Le Devoir



Les explications de Parizeau

PRESSE CANADIENNE

Voici le texte intégral du communiqué envoyé hier par
l’ex-premier ministre Jacques Parizeau
aux journalistes de la tribune de la presse à Québec.

ontréal, le jeudi 8 mai 1997.

  1. Je suis devenu premier ministre du Québec en promettant de faire un référendum dans l’année qui suivrait l’élection pour réaliser la souveraineté. J’ai respecté cet engagement. Les journalistes se souviendront que je tenais à une question claire que j’ai répétée inlassablement, à savoir : « Voulez-vous que le Québec devienne un pays souverain en date de…? »
  2. Je me suis par ailleurs engagé formellement à l’égard des citoyens et des partenaires de la souveraineté à proposer une offre de partenariat au Canada avant de proclamer la souveraineté. Une loi a été déposée à cet effet et une entente a été signée entre les partenaires le 12 juin 1995.
  3. Dans les jours qui ont précédé le référendum, j’ai fait préparer des scénarios de déclaration de souveraineté compatibles avec l’Entente du 12 juin et avec le projet de loi sur l’avenir du Québec à être adoptés par l’Assemblée nationale dans les jours qui suivraient un référendum gagnant.
  4. Deux scénarios ont été retenus: l’un concernant une motion, l’autre une loi. Dans les deux cas, le texte commençait par: « L’Assemblée nationale, conformément au vote majoritaire du peuple du Québec, affirme que le Québec deviendra souverain… » Les deux étaient tout à fait conformes au projet de loi et à l’entente.
  5. J’ai tenté d’obtenir l’assentiment du Parti libéral du Québec quant à ce vote à l’Assemblée nationale. Monsieur John Parisella, alors membre important du Comité du NON et ancien directeur de cabinet de Robert Bourassa, a été rencontré le 29 octobre par mon directeur de cabinet, Monsieur Jean Royer. Il est ressorti de cette rencontre qu’il n’y avait aucune chance d’appui pour la loi du côté des libéraux, mais qu’il pourrait y avoir un appui partiel pour la motion. L’enjeu était suffisamment important pour justifier le scénario de la motion.
  6. Pour mémoire, la conversation que je décris dans mon livre avec Monsieur Valery Giscard d’Estaing et qui a eu une influence certaine sur la rédaction du texte de loi et du texte de l’Entente du 12 juin, rappelons-le, a eu lieu en janvier 1995, soit cinq mois avant la signature de l’Entente du 12 juin qui, elle, fixe la période de négociation d’un partenariat avec le Canada à un an maximum.
  7. Je ne comprends pas ceux que les mots effraient. Une déclaration unilatérale de souveraineté du Québec faisait partie intégrante de la loi et de l’Entente du 12 juin, advenant un échec des négociations de partenariat.
  8. L’affirmation du journaliste Michel Vastel dans Le Soleil de mercredi [7 mai 1997] à l’effet que, contrairement à tout ce que j’avais dit et à tout ce à quoi je m’étais engagé, j’aurais proclamé la souveraineté dans les jours qui auraient suivi une référendum est plus qu’une fausseté, c’est un mensonge.
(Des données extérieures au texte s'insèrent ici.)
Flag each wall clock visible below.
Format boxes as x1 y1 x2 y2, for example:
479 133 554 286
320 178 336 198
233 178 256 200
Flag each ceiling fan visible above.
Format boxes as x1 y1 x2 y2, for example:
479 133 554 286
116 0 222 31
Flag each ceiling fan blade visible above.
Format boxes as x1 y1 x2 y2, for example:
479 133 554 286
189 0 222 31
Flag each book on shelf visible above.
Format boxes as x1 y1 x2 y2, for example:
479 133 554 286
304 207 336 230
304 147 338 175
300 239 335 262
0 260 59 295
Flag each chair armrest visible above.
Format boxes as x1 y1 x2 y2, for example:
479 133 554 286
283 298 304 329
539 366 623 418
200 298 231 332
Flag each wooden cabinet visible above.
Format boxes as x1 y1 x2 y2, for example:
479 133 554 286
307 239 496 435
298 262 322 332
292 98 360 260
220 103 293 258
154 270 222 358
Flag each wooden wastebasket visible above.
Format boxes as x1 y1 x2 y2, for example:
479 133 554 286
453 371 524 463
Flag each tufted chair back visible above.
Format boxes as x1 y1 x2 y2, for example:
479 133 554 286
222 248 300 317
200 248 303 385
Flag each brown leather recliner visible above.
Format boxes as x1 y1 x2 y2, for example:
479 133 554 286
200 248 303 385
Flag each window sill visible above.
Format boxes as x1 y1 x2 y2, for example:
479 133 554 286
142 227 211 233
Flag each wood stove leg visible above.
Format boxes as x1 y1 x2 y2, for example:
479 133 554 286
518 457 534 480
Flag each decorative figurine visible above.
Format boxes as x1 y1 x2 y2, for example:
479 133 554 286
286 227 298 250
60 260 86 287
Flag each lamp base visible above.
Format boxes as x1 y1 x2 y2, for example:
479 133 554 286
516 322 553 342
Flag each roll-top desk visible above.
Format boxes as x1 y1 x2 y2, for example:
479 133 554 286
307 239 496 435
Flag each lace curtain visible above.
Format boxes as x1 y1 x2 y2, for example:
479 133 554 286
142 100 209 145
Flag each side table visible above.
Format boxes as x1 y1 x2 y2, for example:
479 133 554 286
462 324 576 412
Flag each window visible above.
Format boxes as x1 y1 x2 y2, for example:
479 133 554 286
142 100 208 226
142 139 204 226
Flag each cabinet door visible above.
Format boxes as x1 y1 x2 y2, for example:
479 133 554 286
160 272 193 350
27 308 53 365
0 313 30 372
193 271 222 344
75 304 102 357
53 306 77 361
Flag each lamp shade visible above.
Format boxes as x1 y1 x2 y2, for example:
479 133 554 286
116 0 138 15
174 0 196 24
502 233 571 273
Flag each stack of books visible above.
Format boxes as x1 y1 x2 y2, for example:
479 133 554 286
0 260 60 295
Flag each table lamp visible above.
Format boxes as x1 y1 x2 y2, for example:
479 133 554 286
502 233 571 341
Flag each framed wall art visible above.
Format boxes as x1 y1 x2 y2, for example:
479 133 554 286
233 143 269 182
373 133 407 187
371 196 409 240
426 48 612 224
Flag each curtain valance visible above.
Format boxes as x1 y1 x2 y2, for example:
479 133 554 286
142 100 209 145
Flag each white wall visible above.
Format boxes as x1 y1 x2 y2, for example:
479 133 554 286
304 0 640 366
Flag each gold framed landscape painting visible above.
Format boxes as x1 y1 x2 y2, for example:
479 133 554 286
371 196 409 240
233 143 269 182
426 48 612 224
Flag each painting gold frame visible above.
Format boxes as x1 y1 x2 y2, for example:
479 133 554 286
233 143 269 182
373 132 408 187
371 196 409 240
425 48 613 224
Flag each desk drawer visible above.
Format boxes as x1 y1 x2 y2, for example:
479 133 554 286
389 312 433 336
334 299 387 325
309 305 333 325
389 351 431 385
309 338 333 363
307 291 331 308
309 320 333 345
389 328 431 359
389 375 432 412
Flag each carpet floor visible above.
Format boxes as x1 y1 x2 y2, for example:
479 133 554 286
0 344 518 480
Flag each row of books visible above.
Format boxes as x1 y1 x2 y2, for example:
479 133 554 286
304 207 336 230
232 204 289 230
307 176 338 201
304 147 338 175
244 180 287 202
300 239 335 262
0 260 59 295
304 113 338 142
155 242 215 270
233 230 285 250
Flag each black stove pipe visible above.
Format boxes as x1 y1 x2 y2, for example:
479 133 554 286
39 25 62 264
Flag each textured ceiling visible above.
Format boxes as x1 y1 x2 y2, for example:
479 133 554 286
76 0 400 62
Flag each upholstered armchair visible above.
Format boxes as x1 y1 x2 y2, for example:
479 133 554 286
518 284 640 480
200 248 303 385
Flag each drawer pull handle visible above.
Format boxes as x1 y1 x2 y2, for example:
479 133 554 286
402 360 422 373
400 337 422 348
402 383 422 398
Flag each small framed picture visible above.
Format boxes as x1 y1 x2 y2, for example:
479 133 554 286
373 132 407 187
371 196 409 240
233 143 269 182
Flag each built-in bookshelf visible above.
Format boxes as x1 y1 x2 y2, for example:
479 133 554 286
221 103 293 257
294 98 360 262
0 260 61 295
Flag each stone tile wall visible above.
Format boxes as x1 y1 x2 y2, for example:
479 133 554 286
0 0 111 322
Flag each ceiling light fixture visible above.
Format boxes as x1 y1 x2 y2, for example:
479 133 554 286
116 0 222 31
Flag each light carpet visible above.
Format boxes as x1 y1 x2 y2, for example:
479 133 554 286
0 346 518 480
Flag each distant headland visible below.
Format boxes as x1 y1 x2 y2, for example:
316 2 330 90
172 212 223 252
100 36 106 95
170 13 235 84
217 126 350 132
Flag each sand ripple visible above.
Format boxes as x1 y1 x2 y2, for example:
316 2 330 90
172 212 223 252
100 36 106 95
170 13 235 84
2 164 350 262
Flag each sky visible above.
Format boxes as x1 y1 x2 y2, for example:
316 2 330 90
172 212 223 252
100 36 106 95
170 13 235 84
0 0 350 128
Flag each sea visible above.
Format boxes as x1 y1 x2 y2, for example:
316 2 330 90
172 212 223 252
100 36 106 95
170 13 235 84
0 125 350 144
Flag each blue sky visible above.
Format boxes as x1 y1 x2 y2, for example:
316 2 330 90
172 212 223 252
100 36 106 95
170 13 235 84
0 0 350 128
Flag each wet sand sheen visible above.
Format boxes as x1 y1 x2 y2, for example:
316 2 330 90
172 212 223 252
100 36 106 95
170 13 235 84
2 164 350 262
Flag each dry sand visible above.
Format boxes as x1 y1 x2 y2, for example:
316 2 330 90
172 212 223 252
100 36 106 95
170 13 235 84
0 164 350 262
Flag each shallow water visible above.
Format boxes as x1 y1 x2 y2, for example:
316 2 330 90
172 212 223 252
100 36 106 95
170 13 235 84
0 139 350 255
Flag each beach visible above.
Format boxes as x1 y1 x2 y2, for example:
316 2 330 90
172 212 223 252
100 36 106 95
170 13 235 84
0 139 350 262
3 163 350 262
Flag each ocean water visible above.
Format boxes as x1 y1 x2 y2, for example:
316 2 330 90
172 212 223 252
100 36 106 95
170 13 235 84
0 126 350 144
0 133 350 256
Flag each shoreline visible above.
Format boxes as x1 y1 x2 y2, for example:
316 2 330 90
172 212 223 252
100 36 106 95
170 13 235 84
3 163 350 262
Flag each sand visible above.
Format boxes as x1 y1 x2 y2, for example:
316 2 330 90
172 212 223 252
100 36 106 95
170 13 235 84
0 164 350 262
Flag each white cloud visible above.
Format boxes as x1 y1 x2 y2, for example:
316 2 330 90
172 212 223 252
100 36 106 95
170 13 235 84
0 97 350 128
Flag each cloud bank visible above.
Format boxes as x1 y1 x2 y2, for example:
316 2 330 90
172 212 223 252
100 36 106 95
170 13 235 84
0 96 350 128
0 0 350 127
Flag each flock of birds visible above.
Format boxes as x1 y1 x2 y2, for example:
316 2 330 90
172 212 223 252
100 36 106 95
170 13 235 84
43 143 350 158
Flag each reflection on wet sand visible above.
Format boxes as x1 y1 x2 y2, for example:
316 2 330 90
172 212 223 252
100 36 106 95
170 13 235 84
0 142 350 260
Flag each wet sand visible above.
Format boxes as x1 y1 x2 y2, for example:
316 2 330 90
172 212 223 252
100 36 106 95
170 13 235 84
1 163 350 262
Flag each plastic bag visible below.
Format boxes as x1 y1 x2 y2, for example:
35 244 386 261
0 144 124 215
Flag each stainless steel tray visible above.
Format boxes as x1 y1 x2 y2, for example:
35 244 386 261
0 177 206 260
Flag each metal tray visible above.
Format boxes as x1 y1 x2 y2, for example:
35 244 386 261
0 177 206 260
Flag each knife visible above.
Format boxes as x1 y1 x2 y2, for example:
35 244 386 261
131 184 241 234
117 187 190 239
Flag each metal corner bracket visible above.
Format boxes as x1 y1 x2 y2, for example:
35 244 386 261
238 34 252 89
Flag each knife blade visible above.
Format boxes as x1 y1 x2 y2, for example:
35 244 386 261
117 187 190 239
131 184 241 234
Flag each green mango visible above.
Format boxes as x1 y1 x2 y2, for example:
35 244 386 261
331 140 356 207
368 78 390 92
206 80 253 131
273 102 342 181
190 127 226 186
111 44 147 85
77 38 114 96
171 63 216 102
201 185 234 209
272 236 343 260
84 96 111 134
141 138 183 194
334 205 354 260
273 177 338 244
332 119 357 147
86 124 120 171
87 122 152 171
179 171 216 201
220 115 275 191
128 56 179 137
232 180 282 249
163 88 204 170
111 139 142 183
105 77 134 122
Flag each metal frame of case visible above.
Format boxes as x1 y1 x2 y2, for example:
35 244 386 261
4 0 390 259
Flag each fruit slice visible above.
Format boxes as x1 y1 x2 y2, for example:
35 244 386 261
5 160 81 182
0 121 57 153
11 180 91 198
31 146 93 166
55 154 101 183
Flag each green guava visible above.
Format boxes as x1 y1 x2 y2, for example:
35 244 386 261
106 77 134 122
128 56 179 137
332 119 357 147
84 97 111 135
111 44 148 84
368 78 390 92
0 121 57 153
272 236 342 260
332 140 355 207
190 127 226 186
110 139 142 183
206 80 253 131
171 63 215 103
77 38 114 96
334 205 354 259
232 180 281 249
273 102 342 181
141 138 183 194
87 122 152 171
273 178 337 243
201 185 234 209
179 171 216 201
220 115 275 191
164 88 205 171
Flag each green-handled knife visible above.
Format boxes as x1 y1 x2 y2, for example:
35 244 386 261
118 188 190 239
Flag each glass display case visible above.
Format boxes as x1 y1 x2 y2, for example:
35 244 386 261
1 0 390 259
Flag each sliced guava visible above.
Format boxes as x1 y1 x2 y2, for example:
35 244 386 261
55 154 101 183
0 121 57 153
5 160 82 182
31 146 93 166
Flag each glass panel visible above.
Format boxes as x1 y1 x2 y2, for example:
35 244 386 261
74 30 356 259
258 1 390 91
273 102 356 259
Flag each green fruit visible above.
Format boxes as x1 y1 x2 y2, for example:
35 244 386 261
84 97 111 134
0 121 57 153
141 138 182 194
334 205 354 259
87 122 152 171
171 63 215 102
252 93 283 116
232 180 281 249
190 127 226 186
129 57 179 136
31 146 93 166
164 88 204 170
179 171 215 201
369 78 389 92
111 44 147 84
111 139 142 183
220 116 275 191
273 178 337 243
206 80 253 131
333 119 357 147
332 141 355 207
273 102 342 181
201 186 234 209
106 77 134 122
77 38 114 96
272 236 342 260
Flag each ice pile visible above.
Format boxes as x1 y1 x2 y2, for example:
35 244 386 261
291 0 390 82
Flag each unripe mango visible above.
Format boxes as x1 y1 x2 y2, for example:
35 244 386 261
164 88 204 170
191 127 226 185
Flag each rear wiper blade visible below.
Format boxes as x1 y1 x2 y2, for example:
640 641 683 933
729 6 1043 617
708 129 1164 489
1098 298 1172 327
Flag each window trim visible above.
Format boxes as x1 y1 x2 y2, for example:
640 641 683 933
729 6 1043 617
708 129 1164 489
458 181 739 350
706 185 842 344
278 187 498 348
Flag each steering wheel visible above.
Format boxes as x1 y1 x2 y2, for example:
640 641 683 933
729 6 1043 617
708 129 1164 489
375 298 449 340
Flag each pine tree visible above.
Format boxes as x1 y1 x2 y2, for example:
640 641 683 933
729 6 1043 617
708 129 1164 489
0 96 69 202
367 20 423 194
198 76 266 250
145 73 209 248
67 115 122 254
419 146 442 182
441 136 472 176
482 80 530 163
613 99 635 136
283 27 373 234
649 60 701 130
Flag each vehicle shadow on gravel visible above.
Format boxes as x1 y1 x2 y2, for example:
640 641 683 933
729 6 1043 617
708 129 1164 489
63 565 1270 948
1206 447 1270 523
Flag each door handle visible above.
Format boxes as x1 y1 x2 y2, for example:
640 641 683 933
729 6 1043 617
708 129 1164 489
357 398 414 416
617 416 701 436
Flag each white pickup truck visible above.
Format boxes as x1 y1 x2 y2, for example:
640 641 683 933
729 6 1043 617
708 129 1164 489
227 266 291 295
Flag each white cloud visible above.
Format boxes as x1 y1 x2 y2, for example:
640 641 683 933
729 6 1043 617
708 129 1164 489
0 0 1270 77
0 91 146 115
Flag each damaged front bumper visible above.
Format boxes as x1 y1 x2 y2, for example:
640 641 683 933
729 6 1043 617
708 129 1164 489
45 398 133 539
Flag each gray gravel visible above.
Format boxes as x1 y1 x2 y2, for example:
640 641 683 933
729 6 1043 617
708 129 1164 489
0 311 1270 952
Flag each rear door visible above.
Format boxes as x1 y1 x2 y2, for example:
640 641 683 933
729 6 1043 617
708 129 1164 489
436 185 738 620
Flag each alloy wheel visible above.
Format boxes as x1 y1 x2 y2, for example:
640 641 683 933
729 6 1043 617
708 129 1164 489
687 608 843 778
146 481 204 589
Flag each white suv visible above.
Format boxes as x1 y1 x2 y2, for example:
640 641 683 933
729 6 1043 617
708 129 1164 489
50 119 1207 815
Je regrette qu’un tel mensonge ait provoqué une telle commotion et je défie quiconque de trouver dans les pages du livre Pour un Québec souverain, que je lancerai lundi [12 mai 1997], une phrase indiquant que j’aurais agi ainsi.

Source : Le Groupe Ville-Marie Littérature
Note de l’éditeur : Monsieur Jacques Parizeau ne fera aucun autre commentaire.